Abstract

El Mirón Cave, in the Cantabrian Cordillera near the border between Cantabria and Vizcaya, contains a long sequence of radiocarbon-dated Magdalenian and Azilian levels. Lying between a series of Solutrean levels and a major, multi-level horizon pertaining to the classic Cantabrian Lower Magdalenian –CLM–, are several layers dating between c. 17-16 uncal. kya –c. 20.5-19 cal. kya– and lacking traditional hallmarks of the CLM –e.g., scapulae with striation engraved images of hinds and other ungulates, square section antler points with complex geometric (‘tectiform’) engravings–. In these Initial Magdalenian –IM– levels, both microliths –mainly backed bladelets– and macroliths –sidescrapers, denticulates, notches– are well represented; the former are made on non-local, high-quality flint and the latter on local, non-flint materials –quartzite, mudstone, limestone–. Large, often round-section antler points –mostly undecorated– are present, together with bone needles and awls.
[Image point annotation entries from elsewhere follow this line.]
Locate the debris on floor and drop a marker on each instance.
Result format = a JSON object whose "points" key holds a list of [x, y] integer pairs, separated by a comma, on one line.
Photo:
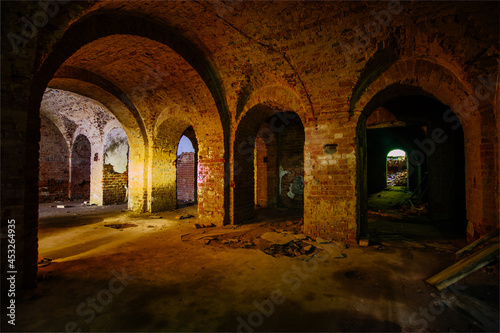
{"points": [[294, 248], [200, 226], [282, 238], [466, 266], [472, 309], [397, 178], [184, 216], [42, 262], [120, 226]]}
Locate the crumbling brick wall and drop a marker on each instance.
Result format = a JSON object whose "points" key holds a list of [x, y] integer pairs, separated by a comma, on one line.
{"points": [[186, 177], [80, 169], [115, 186], [329, 61], [53, 182]]}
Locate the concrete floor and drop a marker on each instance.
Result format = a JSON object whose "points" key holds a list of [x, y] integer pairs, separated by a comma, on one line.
{"points": [[173, 284]]}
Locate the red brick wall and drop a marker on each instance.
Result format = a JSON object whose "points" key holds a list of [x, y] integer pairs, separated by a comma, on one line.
{"points": [[292, 163], [261, 162], [186, 177], [114, 185], [80, 169], [54, 163]]}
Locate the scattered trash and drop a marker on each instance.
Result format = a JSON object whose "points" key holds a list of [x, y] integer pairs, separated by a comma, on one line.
{"points": [[185, 216], [199, 226], [322, 240], [363, 242], [282, 238], [42, 262], [291, 249], [120, 225]]}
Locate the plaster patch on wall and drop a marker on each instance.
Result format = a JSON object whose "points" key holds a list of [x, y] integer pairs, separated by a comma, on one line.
{"points": [[116, 150]]}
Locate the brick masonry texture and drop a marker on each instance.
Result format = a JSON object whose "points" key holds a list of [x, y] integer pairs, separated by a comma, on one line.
{"points": [[159, 68]]}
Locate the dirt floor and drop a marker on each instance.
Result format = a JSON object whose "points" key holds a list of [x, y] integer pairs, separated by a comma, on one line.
{"points": [[117, 271]]}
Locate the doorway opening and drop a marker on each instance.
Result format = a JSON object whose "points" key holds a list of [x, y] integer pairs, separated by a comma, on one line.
{"points": [[396, 169], [187, 169], [80, 169], [269, 166], [424, 182]]}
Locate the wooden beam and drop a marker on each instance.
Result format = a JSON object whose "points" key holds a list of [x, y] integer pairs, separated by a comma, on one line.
{"points": [[486, 238], [465, 267], [472, 309]]}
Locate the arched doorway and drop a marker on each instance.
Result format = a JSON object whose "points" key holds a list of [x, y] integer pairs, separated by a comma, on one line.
{"points": [[115, 170], [430, 170], [396, 168], [268, 163], [80, 169], [187, 169]]}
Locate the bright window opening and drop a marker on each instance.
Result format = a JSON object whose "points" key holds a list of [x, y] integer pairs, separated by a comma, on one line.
{"points": [[397, 174]]}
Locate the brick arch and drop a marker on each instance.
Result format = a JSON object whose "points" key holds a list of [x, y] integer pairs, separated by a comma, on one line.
{"points": [[276, 96], [247, 131], [429, 78], [168, 130], [92, 27], [427, 75]]}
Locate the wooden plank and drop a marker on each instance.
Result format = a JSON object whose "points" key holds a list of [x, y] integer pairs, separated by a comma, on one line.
{"points": [[464, 267], [486, 238], [472, 309]]}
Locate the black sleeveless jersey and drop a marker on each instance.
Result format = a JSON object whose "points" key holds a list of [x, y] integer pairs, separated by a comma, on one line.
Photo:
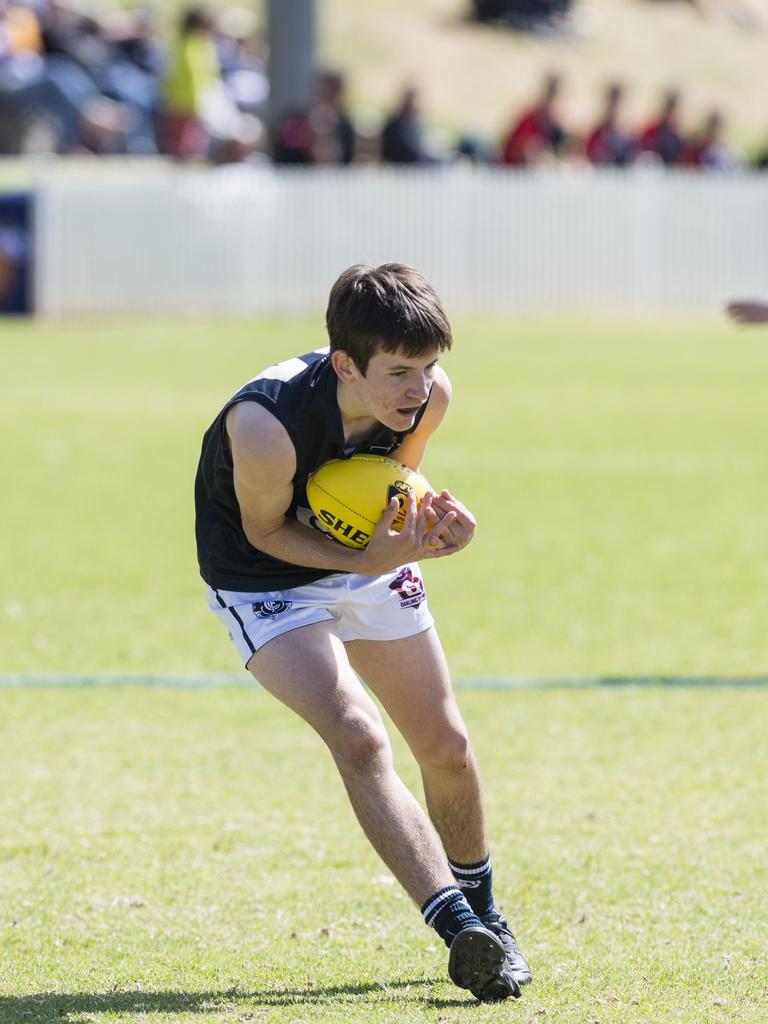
{"points": [[301, 393]]}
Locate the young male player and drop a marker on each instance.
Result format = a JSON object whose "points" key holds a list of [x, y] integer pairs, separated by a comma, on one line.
{"points": [[306, 613]]}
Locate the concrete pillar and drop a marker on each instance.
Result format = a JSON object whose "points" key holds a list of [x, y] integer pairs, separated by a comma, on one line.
{"points": [[292, 31]]}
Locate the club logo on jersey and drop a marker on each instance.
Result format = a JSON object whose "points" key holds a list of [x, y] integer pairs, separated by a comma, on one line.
{"points": [[270, 609], [410, 588]]}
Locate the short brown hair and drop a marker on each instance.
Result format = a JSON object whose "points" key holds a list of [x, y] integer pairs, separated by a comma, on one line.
{"points": [[390, 307]]}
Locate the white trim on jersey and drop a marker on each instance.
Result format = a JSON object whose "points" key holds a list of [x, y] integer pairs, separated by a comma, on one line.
{"points": [[287, 370]]}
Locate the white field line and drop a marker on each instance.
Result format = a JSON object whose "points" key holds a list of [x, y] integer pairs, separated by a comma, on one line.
{"points": [[218, 680]]}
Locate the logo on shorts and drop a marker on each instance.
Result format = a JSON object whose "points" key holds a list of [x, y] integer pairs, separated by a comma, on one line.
{"points": [[410, 588], [270, 609]]}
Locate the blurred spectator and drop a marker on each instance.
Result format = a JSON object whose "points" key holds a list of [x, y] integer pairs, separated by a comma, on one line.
{"points": [[200, 117], [608, 143], [707, 150], [526, 15], [331, 96], [660, 138], [538, 131], [49, 98], [243, 70], [402, 139], [193, 71]]}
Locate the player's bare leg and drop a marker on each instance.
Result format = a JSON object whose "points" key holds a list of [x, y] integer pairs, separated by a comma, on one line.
{"points": [[307, 670], [412, 680]]}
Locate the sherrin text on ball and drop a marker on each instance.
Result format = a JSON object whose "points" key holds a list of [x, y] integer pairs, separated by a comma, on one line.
{"points": [[349, 496]]}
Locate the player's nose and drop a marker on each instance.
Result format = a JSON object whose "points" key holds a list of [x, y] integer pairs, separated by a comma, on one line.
{"points": [[419, 390]]}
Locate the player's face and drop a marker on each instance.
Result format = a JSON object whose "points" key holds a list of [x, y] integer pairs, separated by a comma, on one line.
{"points": [[395, 386]]}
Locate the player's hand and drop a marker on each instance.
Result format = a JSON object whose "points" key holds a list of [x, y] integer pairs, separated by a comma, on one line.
{"points": [[748, 312], [461, 528], [423, 536]]}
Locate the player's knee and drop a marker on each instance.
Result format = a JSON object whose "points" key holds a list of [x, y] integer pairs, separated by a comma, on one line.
{"points": [[360, 743], [446, 750]]}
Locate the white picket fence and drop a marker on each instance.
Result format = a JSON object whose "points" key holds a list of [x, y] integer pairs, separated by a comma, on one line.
{"points": [[255, 240]]}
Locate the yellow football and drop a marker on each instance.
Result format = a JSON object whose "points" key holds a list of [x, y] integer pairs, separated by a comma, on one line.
{"points": [[349, 496]]}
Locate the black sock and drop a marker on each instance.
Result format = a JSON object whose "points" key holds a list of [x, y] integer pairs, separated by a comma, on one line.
{"points": [[448, 911], [475, 881]]}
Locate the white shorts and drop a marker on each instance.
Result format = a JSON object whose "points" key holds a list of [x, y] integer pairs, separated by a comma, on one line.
{"points": [[386, 607]]}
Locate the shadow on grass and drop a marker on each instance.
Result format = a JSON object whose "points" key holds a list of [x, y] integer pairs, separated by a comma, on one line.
{"points": [[42, 1008]]}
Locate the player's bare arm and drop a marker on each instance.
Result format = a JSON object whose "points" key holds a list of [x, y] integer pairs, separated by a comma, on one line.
{"points": [[264, 464], [411, 453]]}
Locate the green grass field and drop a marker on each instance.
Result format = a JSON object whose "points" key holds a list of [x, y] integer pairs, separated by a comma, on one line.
{"points": [[183, 855]]}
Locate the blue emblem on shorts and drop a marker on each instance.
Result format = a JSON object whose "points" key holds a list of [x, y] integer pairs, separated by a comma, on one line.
{"points": [[269, 609]]}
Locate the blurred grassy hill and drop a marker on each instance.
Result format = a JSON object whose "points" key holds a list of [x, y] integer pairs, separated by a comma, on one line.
{"points": [[473, 78]]}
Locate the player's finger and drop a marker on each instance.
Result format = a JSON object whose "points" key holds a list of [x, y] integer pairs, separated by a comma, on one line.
{"points": [[385, 523], [438, 531]]}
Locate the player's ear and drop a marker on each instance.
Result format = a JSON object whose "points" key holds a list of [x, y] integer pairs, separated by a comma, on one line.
{"points": [[344, 366]]}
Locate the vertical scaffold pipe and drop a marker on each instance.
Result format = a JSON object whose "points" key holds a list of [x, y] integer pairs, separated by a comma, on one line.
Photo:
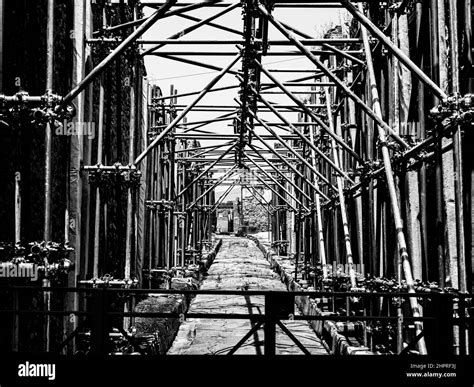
{"points": [[48, 149], [392, 192], [340, 191]]}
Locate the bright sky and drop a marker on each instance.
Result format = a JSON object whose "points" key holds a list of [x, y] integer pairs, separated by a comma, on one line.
{"points": [[187, 78]]}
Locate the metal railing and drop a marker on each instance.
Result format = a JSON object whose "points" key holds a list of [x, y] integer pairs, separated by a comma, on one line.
{"points": [[447, 311]]}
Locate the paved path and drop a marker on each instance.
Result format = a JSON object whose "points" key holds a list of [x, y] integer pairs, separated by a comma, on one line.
{"points": [[239, 264]]}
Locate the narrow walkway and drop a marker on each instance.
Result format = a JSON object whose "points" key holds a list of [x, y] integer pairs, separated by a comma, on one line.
{"points": [[239, 265]]}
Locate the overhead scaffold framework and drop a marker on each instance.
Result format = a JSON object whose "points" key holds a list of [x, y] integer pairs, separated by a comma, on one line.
{"points": [[381, 137]]}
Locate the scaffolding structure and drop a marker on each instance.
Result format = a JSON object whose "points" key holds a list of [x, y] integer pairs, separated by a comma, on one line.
{"points": [[382, 136]]}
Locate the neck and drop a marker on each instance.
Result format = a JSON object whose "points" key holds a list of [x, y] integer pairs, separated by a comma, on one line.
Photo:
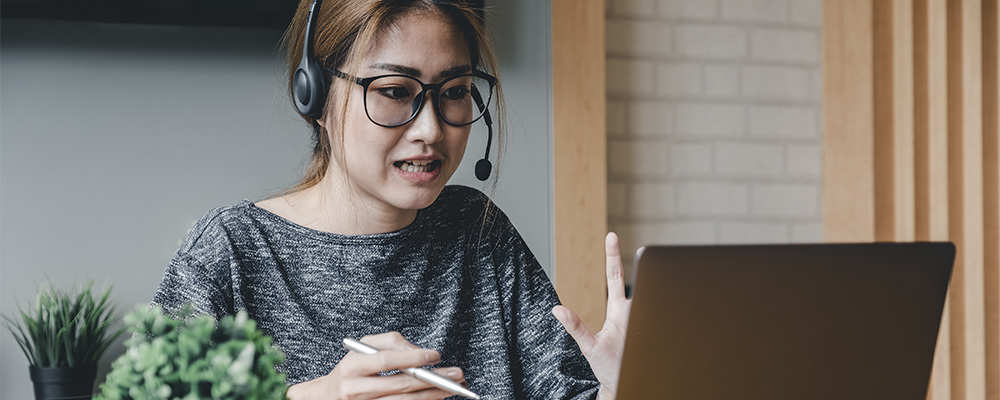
{"points": [[332, 206]]}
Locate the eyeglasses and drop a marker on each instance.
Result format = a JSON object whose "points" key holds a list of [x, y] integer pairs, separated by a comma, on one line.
{"points": [[394, 100]]}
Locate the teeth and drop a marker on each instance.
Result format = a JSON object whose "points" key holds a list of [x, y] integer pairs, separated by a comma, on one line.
{"points": [[416, 166]]}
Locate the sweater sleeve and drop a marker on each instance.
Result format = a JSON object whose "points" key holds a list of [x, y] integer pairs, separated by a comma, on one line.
{"points": [[551, 364], [199, 273], [186, 282]]}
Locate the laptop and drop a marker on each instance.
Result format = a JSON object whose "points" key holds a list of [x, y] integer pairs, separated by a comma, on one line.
{"points": [[823, 321]]}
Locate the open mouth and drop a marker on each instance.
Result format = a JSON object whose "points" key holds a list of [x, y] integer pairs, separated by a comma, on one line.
{"points": [[418, 165]]}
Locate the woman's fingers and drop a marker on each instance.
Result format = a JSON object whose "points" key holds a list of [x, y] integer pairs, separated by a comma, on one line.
{"points": [[569, 320], [395, 353], [402, 384], [615, 272]]}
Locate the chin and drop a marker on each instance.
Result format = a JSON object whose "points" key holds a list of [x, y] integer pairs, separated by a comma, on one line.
{"points": [[417, 198]]}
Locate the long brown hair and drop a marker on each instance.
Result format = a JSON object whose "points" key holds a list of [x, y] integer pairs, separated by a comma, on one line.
{"points": [[345, 29]]}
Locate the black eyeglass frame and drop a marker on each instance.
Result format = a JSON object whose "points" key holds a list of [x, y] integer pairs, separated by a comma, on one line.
{"points": [[424, 88]]}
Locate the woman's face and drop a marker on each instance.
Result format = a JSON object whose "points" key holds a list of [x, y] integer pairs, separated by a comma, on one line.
{"points": [[402, 168]]}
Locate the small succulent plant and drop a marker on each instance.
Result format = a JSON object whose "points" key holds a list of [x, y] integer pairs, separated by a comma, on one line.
{"points": [[194, 358]]}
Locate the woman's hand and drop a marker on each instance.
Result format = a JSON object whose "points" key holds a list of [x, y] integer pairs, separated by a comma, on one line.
{"points": [[356, 376], [604, 349]]}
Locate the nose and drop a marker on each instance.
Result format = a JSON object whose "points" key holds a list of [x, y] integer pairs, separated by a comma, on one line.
{"points": [[426, 127]]}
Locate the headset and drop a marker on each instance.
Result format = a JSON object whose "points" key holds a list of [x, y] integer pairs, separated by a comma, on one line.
{"points": [[309, 88]]}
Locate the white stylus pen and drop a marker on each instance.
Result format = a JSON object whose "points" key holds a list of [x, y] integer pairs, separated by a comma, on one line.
{"points": [[445, 384]]}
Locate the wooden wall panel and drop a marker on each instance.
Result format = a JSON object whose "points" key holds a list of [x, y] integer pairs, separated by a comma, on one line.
{"points": [[966, 198], [911, 109], [893, 121], [931, 156], [848, 121], [579, 159], [991, 187]]}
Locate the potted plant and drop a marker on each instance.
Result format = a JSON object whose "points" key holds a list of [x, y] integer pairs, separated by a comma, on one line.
{"points": [[194, 358], [63, 336]]}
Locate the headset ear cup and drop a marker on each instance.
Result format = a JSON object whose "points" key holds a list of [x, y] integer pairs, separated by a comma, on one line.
{"points": [[309, 90], [317, 86]]}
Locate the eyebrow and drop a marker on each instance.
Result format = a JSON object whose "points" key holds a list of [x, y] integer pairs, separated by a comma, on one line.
{"points": [[402, 69]]}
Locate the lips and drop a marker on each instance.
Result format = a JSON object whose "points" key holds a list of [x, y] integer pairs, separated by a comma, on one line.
{"points": [[418, 165]]}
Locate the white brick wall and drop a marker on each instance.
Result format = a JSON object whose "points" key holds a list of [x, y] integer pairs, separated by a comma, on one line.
{"points": [[714, 121]]}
In several respects, however, there is evidence of industrial continuity among the Solutrean, Initial –‘Archaic’– Magdalenian and Lower Magdalenian assemblages, with no hint of a Badegoulian component in the original French sense of the term –i.e., essentially there are no raclettes or transversal burins–. The presence of many “archaic” –‘substrate’, ‘Mousteroid’– tools is a constant in many Cantabrian Upper Paleolithic sites and El Mirón is no exception. This can be explained by site-functional and lithological factors, without recourse to the deus ex machina of extra-Iberian ‘cultures’.